This blog post has been refreshed and updated on October 25th, 2019.
In the modern era, technology is continually advancing year on year. If there is a method considered to be slow, cumbersome or that requires hiring a specific skill set for a specific job, you can almost guarantee that there is something in the pipeline in regards to automating the process.
This has been seen more recently with the introduction of contactless technology. In the past, a security officer may have guarded an entrance throughout the day or night, granting access to the premises through the close inspection of credentials and identification. Often in 2019, there is now a device on the wall requiring only a personal RFID, or Radio-frequency Identification card.

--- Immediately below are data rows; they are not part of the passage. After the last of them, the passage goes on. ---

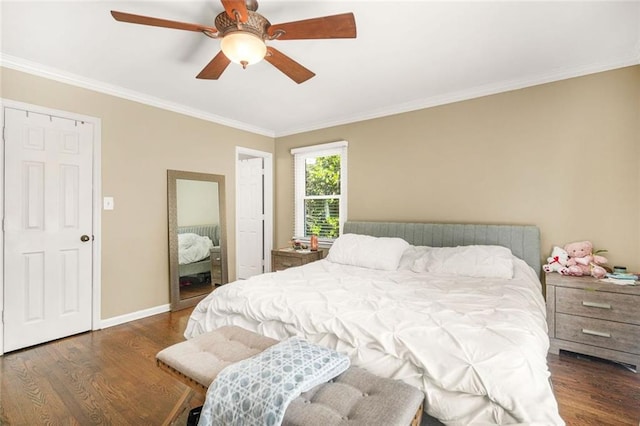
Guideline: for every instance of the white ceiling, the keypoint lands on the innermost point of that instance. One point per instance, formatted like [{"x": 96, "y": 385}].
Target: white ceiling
[{"x": 407, "y": 55}]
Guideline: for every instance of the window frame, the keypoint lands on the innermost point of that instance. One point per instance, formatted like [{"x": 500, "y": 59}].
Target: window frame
[{"x": 299, "y": 158}]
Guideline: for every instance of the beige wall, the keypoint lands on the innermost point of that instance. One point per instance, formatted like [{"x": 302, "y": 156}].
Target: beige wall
[
  {"x": 563, "y": 156},
  {"x": 139, "y": 144}
]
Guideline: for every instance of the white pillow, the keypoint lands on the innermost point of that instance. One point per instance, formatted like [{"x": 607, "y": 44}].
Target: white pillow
[
  {"x": 471, "y": 261},
  {"x": 367, "y": 251}
]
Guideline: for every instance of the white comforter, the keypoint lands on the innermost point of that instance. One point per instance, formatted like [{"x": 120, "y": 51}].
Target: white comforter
[
  {"x": 193, "y": 247},
  {"x": 476, "y": 347}
]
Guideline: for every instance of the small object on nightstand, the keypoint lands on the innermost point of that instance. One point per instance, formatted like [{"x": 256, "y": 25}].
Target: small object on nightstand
[
  {"x": 619, "y": 269},
  {"x": 288, "y": 258}
]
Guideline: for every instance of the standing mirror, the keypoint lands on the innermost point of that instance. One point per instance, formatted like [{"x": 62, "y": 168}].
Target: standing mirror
[{"x": 197, "y": 236}]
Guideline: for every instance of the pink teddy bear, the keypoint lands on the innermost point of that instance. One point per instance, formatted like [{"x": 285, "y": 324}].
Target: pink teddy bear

Contactless technology has been slowly integrated into our lives since the 1990s and it would be hard to pinpoint someone that is unaware of its existence – whether it is a key fob or card to log into a security system, or paying for your shopping, there’s a connection to this technology in nearly every walk of life.
The issue is, however, that where this technology is used, there will always be people looking to exploit it for their own, illegal gain. The widespread use of such devices has meant that thieves have been able to easily devise methods to manipulate this technology to collect your information, data, or gain unauthorised access.

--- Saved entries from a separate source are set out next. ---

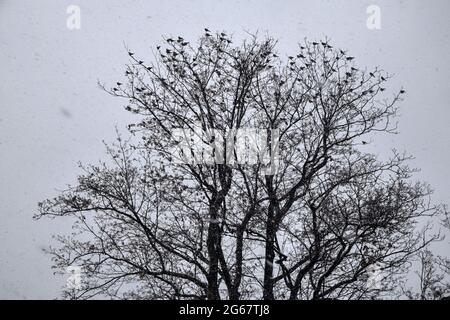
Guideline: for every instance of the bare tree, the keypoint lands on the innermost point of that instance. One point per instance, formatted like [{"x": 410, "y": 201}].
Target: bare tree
[{"x": 306, "y": 220}]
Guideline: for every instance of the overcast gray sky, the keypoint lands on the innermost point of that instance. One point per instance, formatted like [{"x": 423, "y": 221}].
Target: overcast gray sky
[{"x": 52, "y": 114}]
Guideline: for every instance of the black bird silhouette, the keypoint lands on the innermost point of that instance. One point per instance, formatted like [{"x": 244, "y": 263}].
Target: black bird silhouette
[{"x": 282, "y": 258}]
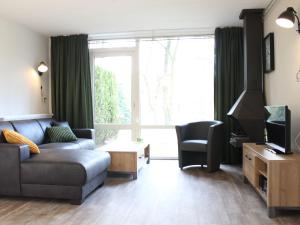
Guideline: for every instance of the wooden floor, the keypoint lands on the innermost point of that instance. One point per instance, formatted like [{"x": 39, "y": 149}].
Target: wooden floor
[{"x": 162, "y": 195}]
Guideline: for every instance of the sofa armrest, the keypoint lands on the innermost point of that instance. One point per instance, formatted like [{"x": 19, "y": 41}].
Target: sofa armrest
[
  {"x": 181, "y": 132},
  {"x": 11, "y": 155},
  {"x": 85, "y": 133}
]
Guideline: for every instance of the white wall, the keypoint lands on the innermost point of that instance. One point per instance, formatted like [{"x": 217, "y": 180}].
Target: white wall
[
  {"x": 281, "y": 85},
  {"x": 20, "y": 52}
]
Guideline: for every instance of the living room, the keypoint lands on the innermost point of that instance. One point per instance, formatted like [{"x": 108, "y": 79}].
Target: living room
[{"x": 134, "y": 112}]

Tamper proofing for access systems
Typical methods of manipulating these systems are for the criminal to tamper with the reader itself and intercept signals. With these signals it would enable the criminal to clone cards that emit the same signal, to trick the system and gain access into potential high-security areas.
Thieves will continually seek to exploit vulnerabilities in contactless systems – but it is relatively easy to prevent these systems from finding themselves under attack.

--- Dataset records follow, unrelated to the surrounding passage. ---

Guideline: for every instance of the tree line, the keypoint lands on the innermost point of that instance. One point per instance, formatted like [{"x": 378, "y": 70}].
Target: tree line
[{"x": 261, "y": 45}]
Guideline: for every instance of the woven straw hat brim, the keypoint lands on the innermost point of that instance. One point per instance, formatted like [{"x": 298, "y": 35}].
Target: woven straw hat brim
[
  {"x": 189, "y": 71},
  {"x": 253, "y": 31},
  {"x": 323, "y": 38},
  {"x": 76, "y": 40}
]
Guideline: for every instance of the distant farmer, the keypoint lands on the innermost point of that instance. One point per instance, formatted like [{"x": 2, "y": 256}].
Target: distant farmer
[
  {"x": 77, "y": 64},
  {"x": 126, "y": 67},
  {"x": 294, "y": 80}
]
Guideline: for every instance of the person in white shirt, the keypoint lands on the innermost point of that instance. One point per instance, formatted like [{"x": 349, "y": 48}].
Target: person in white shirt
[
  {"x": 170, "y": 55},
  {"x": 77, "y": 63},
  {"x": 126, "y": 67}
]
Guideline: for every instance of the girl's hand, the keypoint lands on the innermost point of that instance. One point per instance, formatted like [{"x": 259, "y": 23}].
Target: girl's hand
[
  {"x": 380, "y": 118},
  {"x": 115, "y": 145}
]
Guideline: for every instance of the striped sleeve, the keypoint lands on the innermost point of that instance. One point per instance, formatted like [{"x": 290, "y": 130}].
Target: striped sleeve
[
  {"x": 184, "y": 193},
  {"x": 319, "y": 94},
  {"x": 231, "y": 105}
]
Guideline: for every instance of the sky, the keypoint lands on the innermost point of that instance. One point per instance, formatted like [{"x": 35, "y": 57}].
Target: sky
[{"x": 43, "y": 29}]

Access systems are becoming increasingly sophisticated, but all are vulnerable if a fraudster can gain physical access to the device.
It’s one step to tamper-proof the reader but what about the card you carry in your pocket? Most of us have an RFID card in our pocket or wallet, such as a contactless pay bank card. Although the risk is considered low of someone being close enough to scan the card details, some research by Which? suggested wrapping your cards in tin foil or keeping them in a foil-lined wallet protect against data theft. Food for thought, perhaps!
Tamper proofing can be achieved via the fitting of a tamper-proof housing, including a recessed mount before being fixed with special tamper-proof screws. Access systems are usually supplied within a tamper-proof housing and this itself needs to be secured with tamper-proof screws.
Tamper Proof Screws
These specialist screws are specifically designed to protect against tampering from vandals and thieves. 2-Hole Screws, Pin Hex Screws, Clutch Head Screws and Tricone® screws are all types of screws that feature unique drive heads which require a special driver to insert and remove.
Although tamper-proof screws could be suitable for such a job, the Tricone® Security Bolt provides a superior solution.
The Tricone® is Fastenright’s own patented premium security screw that is suitable for high torque applications and is one of the most secure fasteners on the market, as each Tricone® is uniquely coded and fully traceable to the customer.
The Tricone® hosts three equally spaced blind holes, formed into the head, wherein their middle is a cone projection, shaped and protruding upwards from the base of the hole – making forced removal of the fastener difficult.